Case Study 1: Alex's Brand Voice Assistant — From Custom GPT to Team Resource
Background
Alex Chen manages content marketing for a 50-person B2B software company. Her team is five people: herself, two content writers, a designer who sometimes writes social copy, and a freelance writer who works on longer-form content. The company has a distinctive brand voice — direct, expertise-forward, occasionally self-deprecating, never corporate-speak — that took three years to develop and is documented in a 40-page brand guide.
The problem: the brand guide is thorough but not actionable in the moment. Writers know to read it; writers do not re-read it before every paragraph. The result is brand voice drift — posts that are technically well-written but sound like a different company. Alex spent roughly 90 minutes per week on brand voice corrections across the team's output, and freelance submissions regularly required a full revision pass.
Her goal was to make brand voice guidance available at the point of writing — not as a reference document to consult but as a check embedded in the workflow.
Design Phase
Alex spent one Saturday morning on the design. She did not open GPT Builder immediately. She spent the first two hours answering three questions on paper:
What should this GPT do? Two things: evaluate content for brand voice compliance and revise content to better match the brand voice. Not ideate, not strategize, not research — just evaluate and revise.

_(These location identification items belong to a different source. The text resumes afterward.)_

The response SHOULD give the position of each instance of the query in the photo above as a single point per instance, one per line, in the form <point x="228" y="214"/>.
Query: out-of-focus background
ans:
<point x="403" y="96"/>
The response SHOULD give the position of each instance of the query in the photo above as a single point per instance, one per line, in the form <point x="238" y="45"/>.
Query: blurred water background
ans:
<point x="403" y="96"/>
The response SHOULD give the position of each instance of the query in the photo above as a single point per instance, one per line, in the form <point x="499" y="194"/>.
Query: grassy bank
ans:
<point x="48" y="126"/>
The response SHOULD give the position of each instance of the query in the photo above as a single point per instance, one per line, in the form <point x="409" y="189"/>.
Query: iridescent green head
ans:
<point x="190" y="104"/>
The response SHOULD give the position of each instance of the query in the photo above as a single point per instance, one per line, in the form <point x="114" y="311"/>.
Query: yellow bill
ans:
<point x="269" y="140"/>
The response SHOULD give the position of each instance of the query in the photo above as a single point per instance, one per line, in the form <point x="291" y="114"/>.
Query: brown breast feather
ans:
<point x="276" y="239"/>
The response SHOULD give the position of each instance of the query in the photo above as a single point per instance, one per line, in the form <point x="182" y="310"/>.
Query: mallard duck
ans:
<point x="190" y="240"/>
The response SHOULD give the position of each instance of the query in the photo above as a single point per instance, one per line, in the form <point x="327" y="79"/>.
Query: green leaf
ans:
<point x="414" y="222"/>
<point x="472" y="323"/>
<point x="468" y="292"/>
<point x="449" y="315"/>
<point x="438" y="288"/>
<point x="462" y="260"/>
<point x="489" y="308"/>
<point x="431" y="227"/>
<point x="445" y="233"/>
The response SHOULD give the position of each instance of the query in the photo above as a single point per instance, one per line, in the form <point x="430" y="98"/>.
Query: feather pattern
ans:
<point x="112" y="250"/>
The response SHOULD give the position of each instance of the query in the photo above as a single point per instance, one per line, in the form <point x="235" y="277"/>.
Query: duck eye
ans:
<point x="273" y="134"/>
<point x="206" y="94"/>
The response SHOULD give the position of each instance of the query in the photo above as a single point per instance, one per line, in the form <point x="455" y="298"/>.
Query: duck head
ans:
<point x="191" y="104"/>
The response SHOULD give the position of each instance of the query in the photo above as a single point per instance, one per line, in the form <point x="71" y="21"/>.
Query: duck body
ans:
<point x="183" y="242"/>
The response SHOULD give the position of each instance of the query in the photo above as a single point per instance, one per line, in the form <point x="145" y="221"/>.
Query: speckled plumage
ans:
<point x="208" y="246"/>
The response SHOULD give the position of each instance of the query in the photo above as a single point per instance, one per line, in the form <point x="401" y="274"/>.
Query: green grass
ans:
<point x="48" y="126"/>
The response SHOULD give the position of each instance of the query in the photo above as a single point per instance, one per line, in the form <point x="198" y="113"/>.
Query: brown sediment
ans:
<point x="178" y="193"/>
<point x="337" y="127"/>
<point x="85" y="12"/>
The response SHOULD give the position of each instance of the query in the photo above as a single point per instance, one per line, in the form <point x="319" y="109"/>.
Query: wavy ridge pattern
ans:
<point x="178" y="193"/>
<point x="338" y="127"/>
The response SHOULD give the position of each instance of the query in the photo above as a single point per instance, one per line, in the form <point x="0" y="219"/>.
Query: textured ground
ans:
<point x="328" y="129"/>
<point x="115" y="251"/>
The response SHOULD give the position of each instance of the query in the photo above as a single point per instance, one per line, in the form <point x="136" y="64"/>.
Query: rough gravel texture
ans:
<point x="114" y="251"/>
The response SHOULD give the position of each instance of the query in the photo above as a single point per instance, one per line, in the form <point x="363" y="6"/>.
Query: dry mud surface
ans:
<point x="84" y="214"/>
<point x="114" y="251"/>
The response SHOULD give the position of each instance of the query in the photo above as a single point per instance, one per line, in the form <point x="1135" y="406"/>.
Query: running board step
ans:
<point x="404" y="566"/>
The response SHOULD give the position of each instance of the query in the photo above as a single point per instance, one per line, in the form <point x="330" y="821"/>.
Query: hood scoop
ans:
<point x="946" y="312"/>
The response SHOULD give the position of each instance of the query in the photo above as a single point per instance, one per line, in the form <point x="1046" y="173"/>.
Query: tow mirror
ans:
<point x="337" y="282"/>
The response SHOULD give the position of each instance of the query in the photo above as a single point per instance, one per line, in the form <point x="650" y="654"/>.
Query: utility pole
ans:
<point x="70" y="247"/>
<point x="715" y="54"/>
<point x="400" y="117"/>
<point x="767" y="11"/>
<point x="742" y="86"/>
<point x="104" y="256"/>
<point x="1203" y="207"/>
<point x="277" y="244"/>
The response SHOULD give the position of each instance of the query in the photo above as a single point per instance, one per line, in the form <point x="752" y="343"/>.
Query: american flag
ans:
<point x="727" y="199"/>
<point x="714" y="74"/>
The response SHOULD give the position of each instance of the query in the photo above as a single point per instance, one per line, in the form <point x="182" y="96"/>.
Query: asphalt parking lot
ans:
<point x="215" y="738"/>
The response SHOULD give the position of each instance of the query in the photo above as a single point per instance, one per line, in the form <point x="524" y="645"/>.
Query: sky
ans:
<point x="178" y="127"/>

What information does it need? The brand voice principles (not the full 40-page guide — the ten pages that actually govern voice decisions). Sample content — both good examples and annotated examples of common mistakes. A vocabulary list of words and phrases the brand uses and avoids.
What should it not do? Review content for SEO, factual accuracy, or strategic alignment. Those require different tools or human judgment. The GPT should stay in its lane — brand voice only.
The clarity of the design phase turned a potentially vague tool into a specific, testable one.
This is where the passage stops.